Striking a balance
By Sukhi Sivam
While giving to those in need is important, the gesture must not be such as to encourage laziness, and while it is important to save, it is equally important to know how and when to spend. The important thing is to have a balanced outlook towards money and wealth.
One day a zamindar rode his horse, with a servant behind him holding an umbrella to shield his master from the sun.
After a while, the zamindar dismounted from the horse and rested in the shade of a tree.
A poor man who was passing by told the zamindar, “You travel on horseback. But I have to walk, and will therefore be exposed to the sun for longer. Don’t you think I should have your umbrella?”
The zamindar saw the logic of his words, and gave the poor man his umbrella. Then the poor man said, “Why do you need slippers?” And the zamindar parted with his footwear. Then the poor man said, “Why do you need this horse? Give that also to me.” But the zamindar now drove the poor man away.
Far from being unhappy, the poor man was happy. The puzzled zamindar asked him why. The poor man said had he gone home without asking for the horse, he would have felt miserable, wondering if he should not have asked for that too. But now that he had asked and was refused, he felt relieved.
He now knew that even his asking wouldn’t get him the horse.
The moral of this story is that when we work hard for something, we are happy with the results. But when something comes easily, we become demanding.
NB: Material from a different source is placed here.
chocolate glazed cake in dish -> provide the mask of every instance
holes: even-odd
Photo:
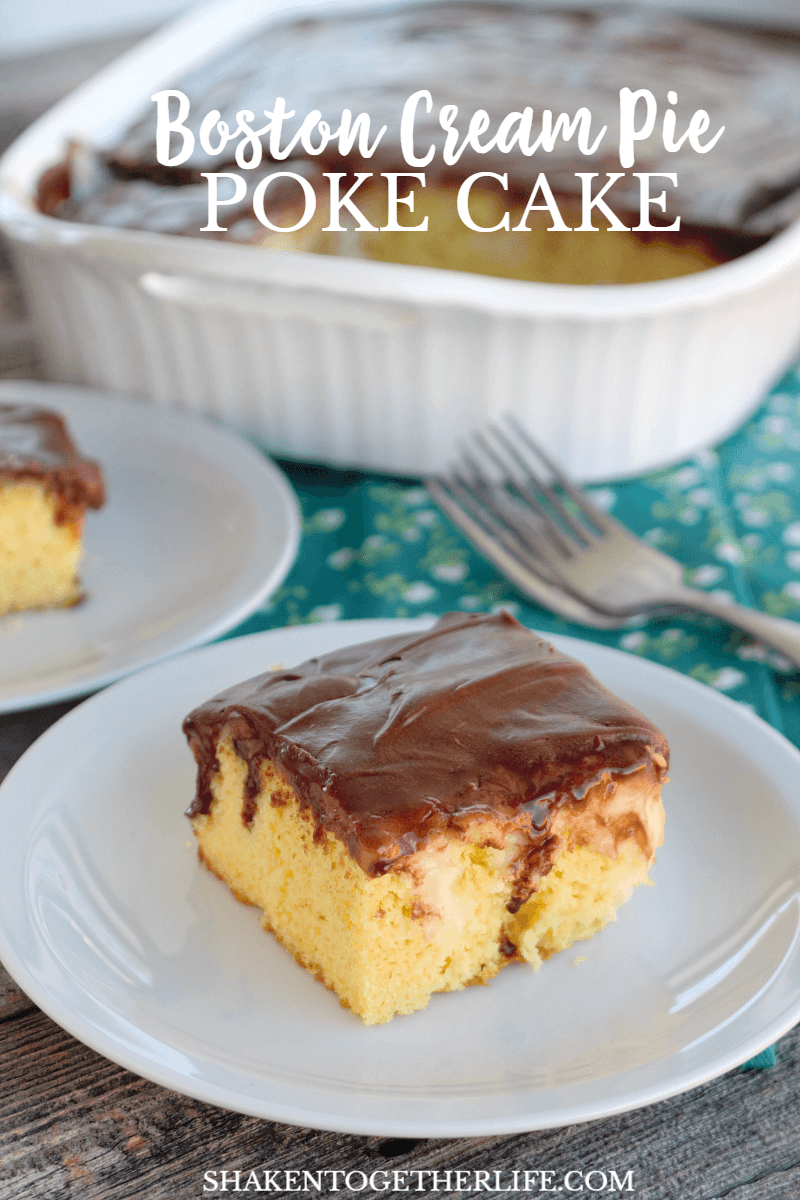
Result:
[[[638,143],[635,166],[620,166],[619,90],[650,89],[666,106],[674,97],[681,130],[691,114],[707,111],[713,131],[725,134],[710,155],[684,144],[667,150],[661,140],[661,112],[651,135]],[[791,41],[722,28],[675,14],[634,5],[580,3],[556,7],[520,3],[452,0],[392,6],[388,10],[333,12],[300,20],[272,21],[196,67],[173,83],[190,101],[187,126],[194,149],[175,167],[156,159],[155,105],[124,131],[112,146],[96,152],[74,144],[69,160],[42,178],[39,206],[66,220],[118,228],[152,230],[201,238],[246,242],[269,250],[305,250],[464,270],[512,279],[550,283],[633,283],[692,274],[741,256],[784,228],[800,212],[798,99],[800,55]],[[415,188],[413,211],[400,207],[401,225],[424,217],[426,236],[360,232],[344,213],[346,232],[330,231],[329,185],[325,171],[374,173],[355,194],[375,230],[386,223],[385,181],[380,172],[407,172],[401,153],[399,123],[406,99],[419,89],[433,96],[431,111],[416,111],[418,153],[436,147],[425,168],[425,186],[407,178],[401,195]],[[284,142],[297,132],[303,114],[321,113],[336,129],[343,108],[367,113],[372,138],[386,126],[373,157],[355,150],[342,154],[335,142],[318,157],[297,146],[288,159],[270,159],[263,137],[263,159],[242,170],[234,159],[235,142],[220,154],[204,148],[200,137],[206,113],[217,110],[230,129],[237,113],[259,117],[271,112],[275,98],[293,114],[285,122]],[[592,152],[581,154],[573,133],[555,137],[535,152],[504,154],[496,147],[478,153],[467,147],[458,162],[446,166],[445,132],[439,111],[444,103],[458,112],[458,141],[469,118],[484,109],[492,134],[505,114],[530,108],[535,130],[542,114],[570,118],[583,106],[595,136],[608,132]],[[488,135],[487,135],[488,136]],[[531,142],[535,139],[535,132]],[[711,136],[711,135],[709,135]],[[484,139],[485,140],[485,139]],[[304,197],[285,176],[299,173],[317,195],[314,218],[291,233],[276,233],[256,219],[252,197],[267,176],[268,216],[290,229],[301,218]],[[456,211],[458,185],[473,172],[508,173],[508,187],[480,180],[471,190],[470,209],[482,229],[468,229]],[[526,211],[526,200],[539,172],[558,197],[571,232],[553,225],[549,212],[529,212],[525,232],[513,232]],[[607,172],[622,172],[607,202],[627,232],[597,238],[578,231],[581,182],[576,172],[597,172],[597,187]],[[639,180],[632,173],[656,173],[666,199],[664,211],[652,211],[656,225],[681,217],[679,231],[638,232]],[[208,189],[203,172],[234,172],[246,191],[220,208],[220,227],[206,231]],[[676,173],[678,188],[662,178]],[[232,195],[232,185],[225,196]],[[223,192],[220,192],[223,196]],[[541,206],[542,199],[539,197]],[[510,230],[499,228],[510,213]],[[607,219],[595,213],[595,229]],[[213,228],[213,227],[212,227]],[[336,227],[334,227],[335,230]],[[220,232],[221,230],[221,232]]]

In another instance, a rich man had a big gold bar, which he buried in his garden. Every day he would dig it up and have a look at it. One day his neighbour stole the gold bar.
When the rich miser confronted him, the latter replied that since the rich man was only going to look at the gold bar and not use it anyway, what did it matter whether it were brick or gold?
The moral of this story is that while we must save for a rainy day, it is also important to spend.